Raporda, “kış boyunca etkili olan düşük sıcaklıklar, yenilenebilir kaynaklardan sağlanan enerjideki zayıf üretim ve Rusya-Ukrayna savaşının arz zincirine etkileri, gaz depolarının hızla tükenmesine neden oldu” ifadesi yer aldı. Bu gelişmeler LNG ithalatında artışı beraberinde getirdi.
Avrupa ülkeleri, şubat ve mart aylarında Asya pazarına kıyasla daha cazip fiyatlar sunarak, ABD’den daha fazla LNG sevkiyatı çekmeyi başardı. Ancak aynı dönemde, küresel ekonomik görünüm üzerindeki belirsizlikler fiyatlarda genel bir düşüşe yol açtı. Özellikle ABD ile Çin arasında yaşanan ticari gerilimler enerji piyasalarındaki istikrarı sarstı. Beklenen ABD tarifelerinin 2 Nisan’da açıklanması da piyasalarda olumsuz etki yarattı.
Avrupa, boru gazı ve yerli üretimdeki azalmayı, depolardan sağlanan çekişler ve LNG ithalatıyla dengelemeye çalıştı. ABD’nin Plaquemines LNG Tesisi’nden gelen yeni arzlar bu çabaları desteklerken, Çin’in LNG talebindeki düşüş, Avrupa’ya daha fazla kargonun yönlendirilmesini sağladı.
Raporda ayrıca, yılın ilk üç ayında Avrupa’daki toplam doğal gaz tüketiminin geçen yılın aynı dönemine göre yüzde 8 oranında arttığı kaydedildi. Bu yükselişin, büyük ölçüde soğuk hava koşullarına bağlı olduğu vurgulandı. Sanayi sektörünün gaz tüketiminde değişiklik yaşanmazken, konutlardaki ısınma ihtiyacı ve elektrik üretimi için doğalgaz kullanımı artış gösterdi.
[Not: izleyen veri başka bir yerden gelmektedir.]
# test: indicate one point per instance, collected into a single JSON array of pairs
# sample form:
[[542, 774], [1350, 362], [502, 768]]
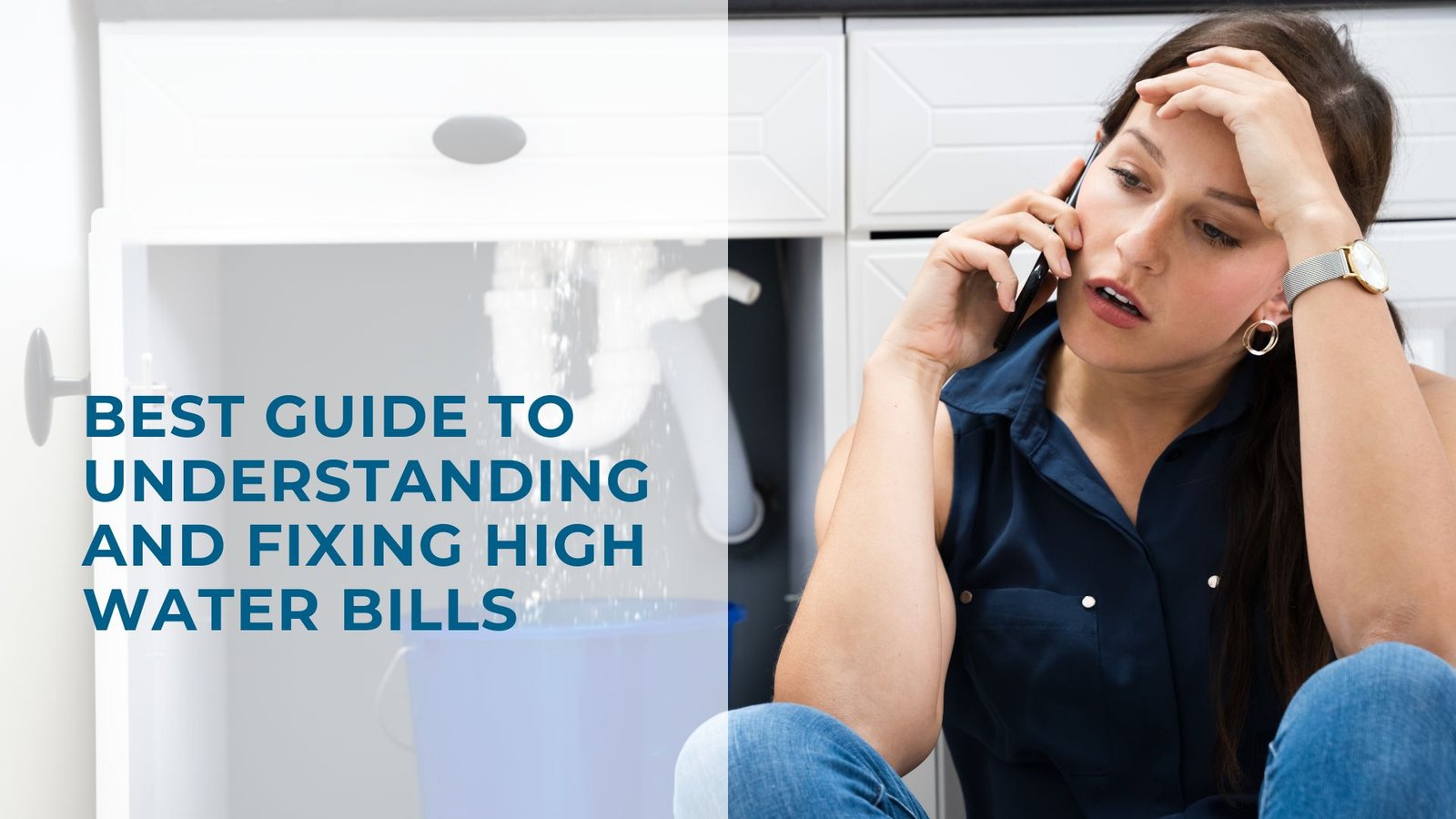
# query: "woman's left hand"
[[1280, 149]]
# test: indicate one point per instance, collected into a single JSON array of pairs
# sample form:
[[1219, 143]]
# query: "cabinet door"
[[162, 733], [948, 116], [1419, 256]]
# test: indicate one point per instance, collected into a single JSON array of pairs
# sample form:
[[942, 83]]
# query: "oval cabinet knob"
[[43, 388], [480, 140]]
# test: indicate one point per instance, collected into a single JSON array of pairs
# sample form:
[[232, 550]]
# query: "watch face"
[[1369, 267]]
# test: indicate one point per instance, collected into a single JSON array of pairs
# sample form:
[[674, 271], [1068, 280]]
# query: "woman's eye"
[[1219, 237], [1208, 232], [1126, 178]]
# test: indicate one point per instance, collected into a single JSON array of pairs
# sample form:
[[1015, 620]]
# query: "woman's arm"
[[1380, 486], [874, 629]]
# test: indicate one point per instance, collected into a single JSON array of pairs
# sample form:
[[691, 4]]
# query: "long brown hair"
[[1266, 567]]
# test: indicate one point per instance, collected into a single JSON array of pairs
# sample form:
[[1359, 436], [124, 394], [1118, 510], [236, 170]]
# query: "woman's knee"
[[701, 775], [757, 736], [1392, 700], [1382, 681]]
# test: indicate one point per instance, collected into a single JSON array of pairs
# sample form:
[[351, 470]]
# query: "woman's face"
[[1198, 263]]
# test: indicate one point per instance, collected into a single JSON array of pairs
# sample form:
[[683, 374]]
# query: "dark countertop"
[[619, 9]]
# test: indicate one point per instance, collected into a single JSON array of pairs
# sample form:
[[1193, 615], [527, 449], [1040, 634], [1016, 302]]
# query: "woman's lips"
[[1107, 310]]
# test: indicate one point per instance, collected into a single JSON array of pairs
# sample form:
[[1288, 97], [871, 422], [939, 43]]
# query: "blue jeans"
[[1372, 734]]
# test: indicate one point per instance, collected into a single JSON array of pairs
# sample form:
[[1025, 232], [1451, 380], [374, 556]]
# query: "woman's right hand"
[[967, 288]]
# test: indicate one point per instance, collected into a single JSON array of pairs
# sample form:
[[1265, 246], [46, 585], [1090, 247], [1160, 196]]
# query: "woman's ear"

Önümüzdeki yaz aylarında ise Avrupa'nın gaz depolarını yeniden doldurma süreciyle birlikte LNG’ye olan talebin güçlü kalması bekleniyor. Ancak piyasadaki fiyatların, enerji şirketlerini depolama faaliyetlerine teşvik edip etmeyeceği şimdilik belirsizliğini koruyor.